I mentioned before that I had given up my Tootsie Roll addiction and was cutting way back on sugar in general. Well, in Abbeville I visited a very interesting place called The Pantry Shoppe. One of the things I bought there was a container of sugar-free gummy bears. Don't know why I felt I needed them, but I guess being sugar-free I felt they weren't as much of a threat. Well, that was a HUGE mistake! I ate not the whole container (as I might have in the past), but quite a few while on the computer after I got home that evening. Endless hours of suffering and dashing to the bathroom ensued. I was up half the night thanks to those little gems, which worked way better than the stuff I drank for my colonoscopy prep!

Yesterday, my tummy still felt "iffy" so I stayed home and ate hardly anything until last night when I just had something very light.

That day of light eating and lots of good sleep must have done me a world of good. I slept through the night for a change and woke up at 6 a.m. feeling terrific! My normal chronic pain is very minimal, and I have tons of energy today, with my brain clicking on all cylinders. So far today I've been a whirling dervish in terms of accomplishing things around the house. Sure wish I could have more days just like this one!

2016年 08月 11日

2016年 08月 11日

For the past few days I have been trying to catch up on accounting for TOPS. I procrastinated and now am trying to make up for lost time before the annual audit is due. It took me three days just to find my error in the January financials!
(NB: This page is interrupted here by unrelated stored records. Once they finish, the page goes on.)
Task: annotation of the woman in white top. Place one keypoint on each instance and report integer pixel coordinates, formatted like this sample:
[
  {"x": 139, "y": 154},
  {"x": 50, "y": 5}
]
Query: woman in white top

In the past I might have gnawed on a bag of Twizzlers in my frustration, but this time I chose to crunch on baby carrots instead. That's progress! Sadly, progress is sometimes an up and down battle.

When my family was here recently, I thawed out a Biltmore cheesecake, hoping they would share it with me, but instead they went to the Cheesecake Factory where slices were on sale for half price. So this cheesecake was just sitting there in my fridge. I decided I should taste it and see if it was still good. That led to having two pieces of cheesecake, which became my dinner. Later in the evening, feeling guilty, I had some walnuts and grapes to tide me over until the next day.

Fortunately, today is garbage pick-up. And the rest of that cheesecake is going to fill up my garbage bag instead of fill out my hips.

Hope I can handle myself well today and have a good weigh-in at TOPS tonight.

2016年 08月 9日

No, I did not go from 253.0 to 249.2 in two days. When I started over on Sunday, I was using last Thursday night's weight. Still, it's a good loss from then considering I've mostly been gaining or going up and down 2 to 4 pounds at a time.

Because of my health issues, I retain water very easily. And since I've been getting very little exercise (especially in our current weather), most of this loss and gain is likely water-related. There is a different this time, though. This time I have also changed what I'm eating, and I'm not swelling as much.

Though I still have a lot of pain in my hip and legs, overall I am feeling better. I'm sleeping better and have more energy during the day. I have not had that afternoon slump that makes me want to nap from 5 to 9 p.m. After an initial breakout, my skin is clearing up. I am going to continue to notice and make note of these positive changes, as they will motivate me to make further positive changes in the way I eat and spend my time.

I feel like this is a great beginning. For me, sustaining the momentum and persevering have been my downfall in the past. But the past is just that -- the past. All I can do is take things one day at a time and be mindful of all my actions. That is how I will move forward into a healthier future.